State Navigate Experiment Shows how Pollsters Can Reach Young Voters

Author(s)

Michael Foley, Chaz Nuttycombe

Introduction

In the lead up to the Virginia elections, the State Navigate team noticed that voter registrations on college campuses this year were skyrocketing, beating voter registration additions during the 2017 gubernatorial cycle. On Election Day, for example, there were more student voters in Blacksburg at Virginia Tech than there were in 2024. In anticipating this surge of a growing demographic that swung hard to the right in 2024, the State Navigate polling team made it a priority to make sure their raw sample of their statewide polls was close to their weighted targets based on previous Virginia gubernatorial election analysis from Catalist.

The 18-29 age demographic is one of the hardest demographics to poll, as their response rates fall well below a poll’s overall response rate. We knew that in order to create a sample that would be reflective of the upcoming electorate, we would not only need to oversample these voters in our raw sample, but also determine what could be an effective message to send them to pique their interest in filling out our survey.
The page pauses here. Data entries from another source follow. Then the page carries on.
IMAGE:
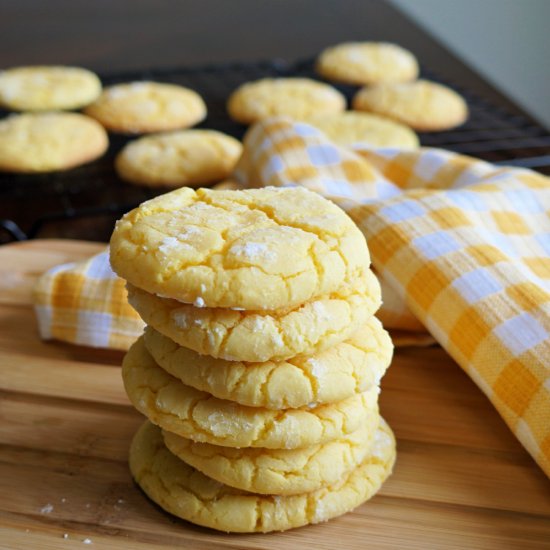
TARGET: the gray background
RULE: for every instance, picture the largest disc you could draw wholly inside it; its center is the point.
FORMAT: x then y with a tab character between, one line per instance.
507	41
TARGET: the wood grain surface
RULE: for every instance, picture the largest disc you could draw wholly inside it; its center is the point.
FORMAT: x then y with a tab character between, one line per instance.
461	480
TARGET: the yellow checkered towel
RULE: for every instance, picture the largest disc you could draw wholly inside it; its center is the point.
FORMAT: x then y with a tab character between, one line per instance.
462	248
86	303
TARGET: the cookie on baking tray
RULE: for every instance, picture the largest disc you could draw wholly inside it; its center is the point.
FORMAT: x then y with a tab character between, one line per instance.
45	142
174	159
294	97
337	373
352	127
47	88
185	492
198	415
278	471
146	107
423	105
364	63
260	249
254	336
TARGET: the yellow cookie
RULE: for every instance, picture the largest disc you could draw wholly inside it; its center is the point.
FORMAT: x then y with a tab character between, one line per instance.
259	249
351	128
145	107
423	105
200	416
367	63
278	471
227	185
337	373
262	336
294	97
44	142
187	157
183	491
47	88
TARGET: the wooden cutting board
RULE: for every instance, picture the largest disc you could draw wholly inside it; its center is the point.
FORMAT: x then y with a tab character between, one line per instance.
461	478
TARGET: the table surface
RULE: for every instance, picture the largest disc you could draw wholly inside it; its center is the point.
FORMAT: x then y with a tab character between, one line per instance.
461	479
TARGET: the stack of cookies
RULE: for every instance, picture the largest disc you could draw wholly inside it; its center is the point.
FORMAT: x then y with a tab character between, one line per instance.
259	369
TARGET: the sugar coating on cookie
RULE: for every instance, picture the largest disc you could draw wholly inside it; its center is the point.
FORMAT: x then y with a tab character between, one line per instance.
365	63
259	249
237	335
351	128
293	97
43	87
185	157
337	373
278	471
145	107
44	142
185	492
422	105
199	416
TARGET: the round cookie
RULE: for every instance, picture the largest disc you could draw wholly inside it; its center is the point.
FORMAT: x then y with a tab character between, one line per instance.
227	185
335	374
363	63
423	105
259	249
47	88
187	157
278	471
183	491
44	142
349	128
262	336
296	98
199	416
146	107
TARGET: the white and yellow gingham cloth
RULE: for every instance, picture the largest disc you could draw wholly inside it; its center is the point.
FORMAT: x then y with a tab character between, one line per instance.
462	249
86	303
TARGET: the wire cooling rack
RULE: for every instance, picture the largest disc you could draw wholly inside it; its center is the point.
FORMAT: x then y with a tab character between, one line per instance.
84	203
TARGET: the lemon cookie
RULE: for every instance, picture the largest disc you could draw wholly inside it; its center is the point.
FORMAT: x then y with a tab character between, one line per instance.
227	185
337	373
145	107
185	492
293	97
364	63
47	88
351	128
237	335
259	249
278	471
422	105
187	157
44	142
199	416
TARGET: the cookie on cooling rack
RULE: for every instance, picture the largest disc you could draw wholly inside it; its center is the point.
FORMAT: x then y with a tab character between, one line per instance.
146	107
297	98
175	159
423	105
45	142
47	88
353	127
365	63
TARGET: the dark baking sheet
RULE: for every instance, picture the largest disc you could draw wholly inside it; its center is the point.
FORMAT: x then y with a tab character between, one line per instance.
83	203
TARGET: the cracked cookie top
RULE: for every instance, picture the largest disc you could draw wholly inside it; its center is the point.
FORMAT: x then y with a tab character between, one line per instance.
337	373
258	249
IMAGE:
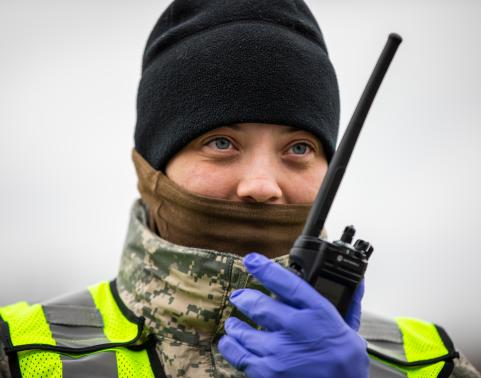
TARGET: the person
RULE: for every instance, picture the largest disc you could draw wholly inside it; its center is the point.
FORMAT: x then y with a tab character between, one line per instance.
237	121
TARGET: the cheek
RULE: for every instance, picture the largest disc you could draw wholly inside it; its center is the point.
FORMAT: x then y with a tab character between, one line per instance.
303	187
203	179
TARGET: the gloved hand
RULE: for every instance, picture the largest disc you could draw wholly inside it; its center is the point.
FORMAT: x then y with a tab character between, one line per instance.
304	335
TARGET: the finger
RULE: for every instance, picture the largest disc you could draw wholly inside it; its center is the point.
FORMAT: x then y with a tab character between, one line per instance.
290	288
235	353
353	316
250	338
262	309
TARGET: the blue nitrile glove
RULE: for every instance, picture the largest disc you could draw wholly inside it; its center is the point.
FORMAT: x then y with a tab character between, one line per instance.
304	335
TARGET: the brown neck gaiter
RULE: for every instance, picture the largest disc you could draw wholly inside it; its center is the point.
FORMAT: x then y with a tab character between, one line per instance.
192	220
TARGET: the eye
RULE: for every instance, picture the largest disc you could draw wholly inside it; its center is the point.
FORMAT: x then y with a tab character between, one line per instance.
300	148
220	143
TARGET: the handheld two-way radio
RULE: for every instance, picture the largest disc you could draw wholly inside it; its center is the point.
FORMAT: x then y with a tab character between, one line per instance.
336	269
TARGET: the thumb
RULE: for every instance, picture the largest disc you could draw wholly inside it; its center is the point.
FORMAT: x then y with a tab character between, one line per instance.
353	316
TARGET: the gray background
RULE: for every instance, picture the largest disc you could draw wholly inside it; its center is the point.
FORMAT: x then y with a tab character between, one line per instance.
68	81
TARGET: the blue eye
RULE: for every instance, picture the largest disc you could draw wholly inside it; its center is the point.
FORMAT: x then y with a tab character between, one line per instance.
222	143
300	148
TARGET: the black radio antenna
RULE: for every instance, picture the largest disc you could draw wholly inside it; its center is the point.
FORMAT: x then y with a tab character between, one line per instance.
320	209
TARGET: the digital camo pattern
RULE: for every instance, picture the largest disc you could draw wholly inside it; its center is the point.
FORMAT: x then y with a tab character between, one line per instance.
183	295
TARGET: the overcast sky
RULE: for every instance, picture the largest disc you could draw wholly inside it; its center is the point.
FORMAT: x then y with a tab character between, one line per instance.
68	80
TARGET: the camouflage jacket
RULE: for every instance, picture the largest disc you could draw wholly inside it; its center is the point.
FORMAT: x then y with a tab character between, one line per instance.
183	295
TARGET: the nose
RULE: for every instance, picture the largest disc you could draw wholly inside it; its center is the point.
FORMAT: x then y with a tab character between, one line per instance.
259	189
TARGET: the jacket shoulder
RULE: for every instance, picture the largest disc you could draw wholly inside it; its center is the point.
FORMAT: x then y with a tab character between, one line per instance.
411	344
4	369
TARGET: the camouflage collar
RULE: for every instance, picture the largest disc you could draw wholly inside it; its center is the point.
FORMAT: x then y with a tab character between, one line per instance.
182	292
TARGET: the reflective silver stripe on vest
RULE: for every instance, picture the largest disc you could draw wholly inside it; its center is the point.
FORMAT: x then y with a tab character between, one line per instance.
74	320
379	370
382	335
98	365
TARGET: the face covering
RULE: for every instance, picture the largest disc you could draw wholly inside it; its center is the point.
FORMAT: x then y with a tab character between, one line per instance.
193	220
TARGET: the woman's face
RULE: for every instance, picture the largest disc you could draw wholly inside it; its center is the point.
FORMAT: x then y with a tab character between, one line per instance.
252	162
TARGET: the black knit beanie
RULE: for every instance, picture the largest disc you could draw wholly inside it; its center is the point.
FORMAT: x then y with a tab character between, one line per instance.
212	63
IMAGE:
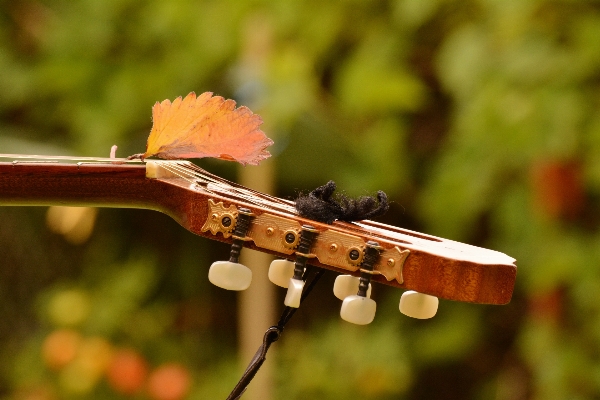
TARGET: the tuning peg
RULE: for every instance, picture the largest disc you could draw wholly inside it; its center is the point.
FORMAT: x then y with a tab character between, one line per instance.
347	285
280	272
418	305
359	308
232	275
296	284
Executive Director Chaz Nuttycombe, age 26, came up with the idea of sending them customized text messages that suited their day-to-day language. In other words, we ourselves had to “text like a Zoomer.” Two customized text messages with matter-of-fact, familiar language seemed to be an effective way of reaching this demographic. Nuttycombe and Elections Coordinator Michael Foley crafted the language, and we found that this tactic was extremely effective and a key part of State Navigate’s success compared to virtually every other pollster in Virginia.

Experiment and Results

State Navigate’s text vendor, Alliance Forge, sent about 72,000 texts to potential poll respondents for our first statewide poll, and just under 69,700 for the second. Texts for all of our statewide polls were sent in the early afternoon over a 3-day period.
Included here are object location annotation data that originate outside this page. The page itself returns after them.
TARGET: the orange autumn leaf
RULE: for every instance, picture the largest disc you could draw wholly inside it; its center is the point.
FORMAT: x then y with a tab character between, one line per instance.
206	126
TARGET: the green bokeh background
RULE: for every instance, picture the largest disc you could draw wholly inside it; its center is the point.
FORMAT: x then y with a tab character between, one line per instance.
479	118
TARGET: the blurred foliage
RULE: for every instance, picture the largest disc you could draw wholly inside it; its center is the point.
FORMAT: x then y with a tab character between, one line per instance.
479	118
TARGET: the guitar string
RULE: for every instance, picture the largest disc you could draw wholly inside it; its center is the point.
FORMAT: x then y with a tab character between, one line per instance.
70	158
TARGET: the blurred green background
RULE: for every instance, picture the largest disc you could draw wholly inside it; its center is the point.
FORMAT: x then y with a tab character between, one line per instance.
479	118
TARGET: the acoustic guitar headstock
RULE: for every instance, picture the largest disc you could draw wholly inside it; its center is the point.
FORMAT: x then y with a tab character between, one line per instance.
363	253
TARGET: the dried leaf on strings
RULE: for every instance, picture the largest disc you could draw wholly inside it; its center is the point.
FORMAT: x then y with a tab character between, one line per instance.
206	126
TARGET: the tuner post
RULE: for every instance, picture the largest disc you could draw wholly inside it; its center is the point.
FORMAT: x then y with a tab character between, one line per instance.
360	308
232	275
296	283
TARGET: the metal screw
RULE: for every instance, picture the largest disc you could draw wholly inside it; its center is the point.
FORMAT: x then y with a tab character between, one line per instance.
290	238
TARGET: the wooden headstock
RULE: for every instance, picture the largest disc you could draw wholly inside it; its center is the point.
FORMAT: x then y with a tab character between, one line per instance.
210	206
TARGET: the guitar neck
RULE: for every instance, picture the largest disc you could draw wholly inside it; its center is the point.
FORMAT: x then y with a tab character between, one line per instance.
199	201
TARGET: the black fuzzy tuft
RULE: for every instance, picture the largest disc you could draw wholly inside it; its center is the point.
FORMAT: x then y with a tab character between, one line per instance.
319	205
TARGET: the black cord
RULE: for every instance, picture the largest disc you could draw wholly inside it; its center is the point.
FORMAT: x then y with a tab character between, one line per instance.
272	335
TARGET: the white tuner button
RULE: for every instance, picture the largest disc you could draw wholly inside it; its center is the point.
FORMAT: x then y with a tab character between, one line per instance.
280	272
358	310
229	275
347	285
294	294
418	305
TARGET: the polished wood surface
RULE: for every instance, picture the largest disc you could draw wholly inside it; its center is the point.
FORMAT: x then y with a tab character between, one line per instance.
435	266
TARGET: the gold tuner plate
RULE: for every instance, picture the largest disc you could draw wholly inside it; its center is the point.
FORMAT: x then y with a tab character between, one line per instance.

Below is a chart showing when the texts for the first poll were sent, the message used, the number of completed responses received as a result of each text, and the overall response rate:

When conducting the first poll, we noticed that we needed younger respondents in particular in order to make the sample more representative. On the second day of the poll, we targeted 20,000 voters who were from underrepresented populations in our sample— generally younger voters, minority voters and women. On the last day of the poll, we sent out an experimental text to 18-35 year old voters using vernacular that is more firm in their zeitgeist. This greatly increased the 18-35 response rate from 0.26% for the regular message to 0.43%— despite it being a recontact message sent to people who had already received a text poll invite.

As the chart for the second statewide poll below shows, recontact messages usually get lower response rates than initial messages, which is why we understand that some pollsters will just contact an entirely new sample the next day instead of trying to recontact harder-to-reach voters. We think that approach is often incorrect because attempting to recontact voters theoretically removes some nonresponse bias.

Learning from this experiment, we sent a slightly different experimental message to a new sample of 18-29 year old voters on day 2 of the second poll. This message was lowercase (except for the potential respondent’s first name) and included an emoticon. Sending this message increased 18-29 response rates to 0.63%, under a tenth of a point less than that for the generic message sent to the non-18-29 sample that day.

Conclusion

What we learned from this experiment is simple: Targeting hard-to-reach younger voters in their language works— and makes the sample more representative. Cultural competence goes a long way.